GWU is right in the heart of DC and in case you didn't realize, that is the Lincoln Memorial in the background. That means these girls are walking around the National Mall with their rifles. Oh the humanity. It must have been a bloodbath that day.
I tried to dig up some more information about the GWU women's rifle team.
Here is another photo I dug up of the girls in 1929 after they had won the first national rifle championship:
This is feminism in action, long before Title IX or anyone thought of an ERA. The gals are still parading armed on the National Mall. Imagine how the law would respond today by this harmless assemblage of all American girls in DC? Probably with less consideration than even a senator's aide receives.

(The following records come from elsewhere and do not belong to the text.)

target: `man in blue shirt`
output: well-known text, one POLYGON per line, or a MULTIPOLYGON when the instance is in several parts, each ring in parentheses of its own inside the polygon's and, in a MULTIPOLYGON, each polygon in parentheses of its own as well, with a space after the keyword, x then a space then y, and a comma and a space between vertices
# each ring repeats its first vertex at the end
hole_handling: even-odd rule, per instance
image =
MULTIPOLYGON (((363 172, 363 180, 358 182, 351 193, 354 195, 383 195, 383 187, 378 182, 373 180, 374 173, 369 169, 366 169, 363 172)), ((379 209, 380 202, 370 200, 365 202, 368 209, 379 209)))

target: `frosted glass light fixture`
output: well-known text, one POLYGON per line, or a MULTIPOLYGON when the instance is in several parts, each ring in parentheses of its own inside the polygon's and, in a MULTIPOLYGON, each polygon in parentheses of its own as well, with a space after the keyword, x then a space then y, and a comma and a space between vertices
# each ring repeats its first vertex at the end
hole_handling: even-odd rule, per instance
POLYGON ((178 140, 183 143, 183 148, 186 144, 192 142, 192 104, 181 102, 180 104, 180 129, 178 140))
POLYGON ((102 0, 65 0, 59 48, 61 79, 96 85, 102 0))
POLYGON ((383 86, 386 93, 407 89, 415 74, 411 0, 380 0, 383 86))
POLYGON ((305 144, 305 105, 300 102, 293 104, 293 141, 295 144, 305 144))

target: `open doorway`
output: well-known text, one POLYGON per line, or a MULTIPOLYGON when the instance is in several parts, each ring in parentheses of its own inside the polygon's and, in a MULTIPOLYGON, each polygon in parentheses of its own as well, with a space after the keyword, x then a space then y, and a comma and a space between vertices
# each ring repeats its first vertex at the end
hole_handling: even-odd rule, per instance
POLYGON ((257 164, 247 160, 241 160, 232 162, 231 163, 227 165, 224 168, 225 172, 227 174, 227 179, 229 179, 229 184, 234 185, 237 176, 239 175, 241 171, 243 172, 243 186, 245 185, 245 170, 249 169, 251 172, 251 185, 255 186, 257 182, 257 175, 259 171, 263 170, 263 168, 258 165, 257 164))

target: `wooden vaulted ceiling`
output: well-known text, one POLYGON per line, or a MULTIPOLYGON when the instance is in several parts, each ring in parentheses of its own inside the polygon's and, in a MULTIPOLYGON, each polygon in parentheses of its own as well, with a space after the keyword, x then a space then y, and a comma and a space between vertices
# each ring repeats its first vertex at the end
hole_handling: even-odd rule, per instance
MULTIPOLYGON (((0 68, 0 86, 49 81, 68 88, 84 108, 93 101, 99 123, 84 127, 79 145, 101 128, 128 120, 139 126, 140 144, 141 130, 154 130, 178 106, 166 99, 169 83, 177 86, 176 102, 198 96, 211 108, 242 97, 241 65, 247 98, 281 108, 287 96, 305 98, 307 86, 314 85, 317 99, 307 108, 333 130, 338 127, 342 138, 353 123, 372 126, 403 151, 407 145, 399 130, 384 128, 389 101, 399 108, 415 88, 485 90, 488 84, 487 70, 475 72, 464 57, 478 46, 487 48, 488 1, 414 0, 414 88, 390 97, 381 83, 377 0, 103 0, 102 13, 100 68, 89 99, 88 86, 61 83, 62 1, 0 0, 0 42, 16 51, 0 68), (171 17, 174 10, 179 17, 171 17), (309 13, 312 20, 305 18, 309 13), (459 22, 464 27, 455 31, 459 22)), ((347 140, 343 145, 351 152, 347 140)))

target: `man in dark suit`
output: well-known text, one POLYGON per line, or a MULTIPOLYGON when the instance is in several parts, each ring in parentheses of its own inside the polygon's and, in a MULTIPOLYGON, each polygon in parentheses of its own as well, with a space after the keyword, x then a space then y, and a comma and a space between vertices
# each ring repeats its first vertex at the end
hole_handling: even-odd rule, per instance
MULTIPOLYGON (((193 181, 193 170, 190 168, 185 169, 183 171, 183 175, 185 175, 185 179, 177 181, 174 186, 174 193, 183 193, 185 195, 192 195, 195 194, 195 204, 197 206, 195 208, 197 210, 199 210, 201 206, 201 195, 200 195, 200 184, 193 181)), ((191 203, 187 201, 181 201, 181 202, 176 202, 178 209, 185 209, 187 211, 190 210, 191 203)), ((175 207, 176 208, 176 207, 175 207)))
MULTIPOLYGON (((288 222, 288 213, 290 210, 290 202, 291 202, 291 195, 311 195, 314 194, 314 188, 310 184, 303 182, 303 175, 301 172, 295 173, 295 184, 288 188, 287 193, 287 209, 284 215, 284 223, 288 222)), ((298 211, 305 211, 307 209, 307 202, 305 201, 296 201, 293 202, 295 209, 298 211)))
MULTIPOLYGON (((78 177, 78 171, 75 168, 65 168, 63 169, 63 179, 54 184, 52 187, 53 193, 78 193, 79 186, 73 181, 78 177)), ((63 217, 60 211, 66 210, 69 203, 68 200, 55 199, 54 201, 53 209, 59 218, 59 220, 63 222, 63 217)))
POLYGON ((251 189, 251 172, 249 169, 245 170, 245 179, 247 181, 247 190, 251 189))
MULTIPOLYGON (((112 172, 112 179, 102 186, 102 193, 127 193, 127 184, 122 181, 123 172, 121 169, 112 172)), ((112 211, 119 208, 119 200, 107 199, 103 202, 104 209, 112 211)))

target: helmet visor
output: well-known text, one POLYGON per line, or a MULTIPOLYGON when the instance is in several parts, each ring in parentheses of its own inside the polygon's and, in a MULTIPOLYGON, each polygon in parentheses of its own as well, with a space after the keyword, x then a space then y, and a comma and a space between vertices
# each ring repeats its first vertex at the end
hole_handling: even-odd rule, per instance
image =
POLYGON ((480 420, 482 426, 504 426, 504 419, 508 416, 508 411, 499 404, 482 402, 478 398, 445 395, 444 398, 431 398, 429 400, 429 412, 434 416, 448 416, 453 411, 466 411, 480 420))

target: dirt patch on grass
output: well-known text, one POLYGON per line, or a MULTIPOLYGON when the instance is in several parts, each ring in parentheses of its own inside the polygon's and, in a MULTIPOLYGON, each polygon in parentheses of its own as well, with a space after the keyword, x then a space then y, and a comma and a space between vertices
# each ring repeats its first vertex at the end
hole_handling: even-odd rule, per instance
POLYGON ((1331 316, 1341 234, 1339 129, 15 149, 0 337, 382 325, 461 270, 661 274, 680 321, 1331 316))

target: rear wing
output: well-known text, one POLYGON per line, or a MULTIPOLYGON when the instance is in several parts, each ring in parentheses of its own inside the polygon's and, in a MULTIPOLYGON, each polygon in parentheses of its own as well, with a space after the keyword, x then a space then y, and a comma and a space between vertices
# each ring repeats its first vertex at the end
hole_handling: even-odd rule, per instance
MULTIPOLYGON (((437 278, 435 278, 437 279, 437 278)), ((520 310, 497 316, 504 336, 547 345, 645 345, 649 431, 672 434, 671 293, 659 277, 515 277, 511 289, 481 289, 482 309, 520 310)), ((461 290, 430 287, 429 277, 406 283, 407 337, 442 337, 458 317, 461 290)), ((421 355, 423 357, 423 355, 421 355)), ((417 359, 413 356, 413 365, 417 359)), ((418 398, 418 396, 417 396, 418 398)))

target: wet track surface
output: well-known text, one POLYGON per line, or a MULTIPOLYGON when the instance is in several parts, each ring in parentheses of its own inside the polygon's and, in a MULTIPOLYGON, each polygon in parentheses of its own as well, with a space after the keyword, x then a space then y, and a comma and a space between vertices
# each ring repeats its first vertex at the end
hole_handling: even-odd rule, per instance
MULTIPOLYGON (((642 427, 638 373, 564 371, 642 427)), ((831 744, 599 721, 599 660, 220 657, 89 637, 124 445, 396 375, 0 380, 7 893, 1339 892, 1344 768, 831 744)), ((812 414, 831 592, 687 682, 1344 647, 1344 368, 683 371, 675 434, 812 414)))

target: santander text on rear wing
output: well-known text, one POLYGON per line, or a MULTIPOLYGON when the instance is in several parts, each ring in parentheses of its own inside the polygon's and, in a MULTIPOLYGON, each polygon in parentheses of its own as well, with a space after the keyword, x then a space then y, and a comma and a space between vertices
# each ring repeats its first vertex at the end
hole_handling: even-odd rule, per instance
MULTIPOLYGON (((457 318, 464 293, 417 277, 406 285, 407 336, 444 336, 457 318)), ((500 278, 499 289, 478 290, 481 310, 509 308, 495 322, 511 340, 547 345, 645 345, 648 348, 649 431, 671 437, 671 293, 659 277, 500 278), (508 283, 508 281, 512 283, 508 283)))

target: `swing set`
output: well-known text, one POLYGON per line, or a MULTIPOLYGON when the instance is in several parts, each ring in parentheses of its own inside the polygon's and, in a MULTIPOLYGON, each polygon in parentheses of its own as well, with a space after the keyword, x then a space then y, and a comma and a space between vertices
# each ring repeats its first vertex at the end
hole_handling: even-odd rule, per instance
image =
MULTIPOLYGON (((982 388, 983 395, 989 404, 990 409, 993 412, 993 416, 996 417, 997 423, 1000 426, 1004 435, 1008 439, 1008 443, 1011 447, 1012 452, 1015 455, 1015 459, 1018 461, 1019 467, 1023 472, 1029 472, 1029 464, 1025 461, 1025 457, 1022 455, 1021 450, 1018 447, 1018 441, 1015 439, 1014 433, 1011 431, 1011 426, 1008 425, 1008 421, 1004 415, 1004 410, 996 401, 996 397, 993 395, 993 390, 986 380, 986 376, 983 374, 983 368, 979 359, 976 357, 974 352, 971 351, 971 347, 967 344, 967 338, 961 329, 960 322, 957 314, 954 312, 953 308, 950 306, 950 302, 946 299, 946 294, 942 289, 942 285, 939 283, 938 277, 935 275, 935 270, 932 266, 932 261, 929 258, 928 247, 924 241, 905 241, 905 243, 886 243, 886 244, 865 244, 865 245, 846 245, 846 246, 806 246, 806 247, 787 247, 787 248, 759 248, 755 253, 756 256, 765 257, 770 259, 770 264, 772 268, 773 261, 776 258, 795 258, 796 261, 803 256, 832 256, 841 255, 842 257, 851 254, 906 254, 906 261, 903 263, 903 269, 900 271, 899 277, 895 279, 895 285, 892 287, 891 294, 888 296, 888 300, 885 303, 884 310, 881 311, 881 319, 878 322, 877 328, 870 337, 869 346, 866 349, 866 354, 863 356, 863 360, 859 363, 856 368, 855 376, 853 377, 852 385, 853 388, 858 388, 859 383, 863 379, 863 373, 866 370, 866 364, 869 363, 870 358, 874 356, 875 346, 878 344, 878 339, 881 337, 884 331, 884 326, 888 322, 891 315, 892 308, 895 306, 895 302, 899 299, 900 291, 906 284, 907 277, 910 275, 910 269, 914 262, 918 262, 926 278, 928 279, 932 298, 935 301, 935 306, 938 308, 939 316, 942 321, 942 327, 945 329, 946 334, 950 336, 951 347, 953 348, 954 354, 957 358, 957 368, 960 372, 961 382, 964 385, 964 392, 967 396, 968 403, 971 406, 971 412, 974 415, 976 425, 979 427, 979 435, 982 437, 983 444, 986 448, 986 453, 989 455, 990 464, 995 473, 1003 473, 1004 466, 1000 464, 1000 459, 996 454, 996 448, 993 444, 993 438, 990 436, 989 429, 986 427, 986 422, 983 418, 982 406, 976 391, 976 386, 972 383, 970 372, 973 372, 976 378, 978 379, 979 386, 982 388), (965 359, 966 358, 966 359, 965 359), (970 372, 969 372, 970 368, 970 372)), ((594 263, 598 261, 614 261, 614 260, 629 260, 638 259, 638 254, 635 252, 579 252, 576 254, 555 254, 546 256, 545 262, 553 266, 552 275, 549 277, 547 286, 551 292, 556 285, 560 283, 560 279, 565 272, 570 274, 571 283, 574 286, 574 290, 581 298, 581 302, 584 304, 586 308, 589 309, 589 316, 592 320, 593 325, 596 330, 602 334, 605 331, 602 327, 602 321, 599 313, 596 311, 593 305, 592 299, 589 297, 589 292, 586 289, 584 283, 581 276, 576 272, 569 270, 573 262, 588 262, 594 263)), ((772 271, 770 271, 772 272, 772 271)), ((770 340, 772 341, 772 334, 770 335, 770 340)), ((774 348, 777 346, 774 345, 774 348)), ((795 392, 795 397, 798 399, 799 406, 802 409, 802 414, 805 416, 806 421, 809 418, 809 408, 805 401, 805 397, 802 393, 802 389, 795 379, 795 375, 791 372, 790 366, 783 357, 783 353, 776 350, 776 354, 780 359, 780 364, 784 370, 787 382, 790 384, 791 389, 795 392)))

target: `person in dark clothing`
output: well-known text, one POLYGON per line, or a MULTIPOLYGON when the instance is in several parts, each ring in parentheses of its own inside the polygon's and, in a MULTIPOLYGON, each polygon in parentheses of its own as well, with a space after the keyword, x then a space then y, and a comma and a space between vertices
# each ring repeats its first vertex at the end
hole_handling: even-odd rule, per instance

GWU has apparently long done away with its marksmanship programs but I can't find an exact date. Even though they several times held the national championship, GWU has refused to recognize any of these scholar-athletes in their hall of fame. Not even for a distinguished alumni such as Walter Stokes who was a champion marksman at the national, world, and olympic level and coach of the national champion women's team.
Here is a picture of Stokes in 1924, the same year he took a gold and a bronze at the Summer Olympics in Paris.
This post started by being about DC gun control but I'm going to end it by saying that I'm going to nominate Walter Stokes to for the GWU Athletic Hall of Fame. They say that nominations may be made by "friends of the university" so I'll give it a shot.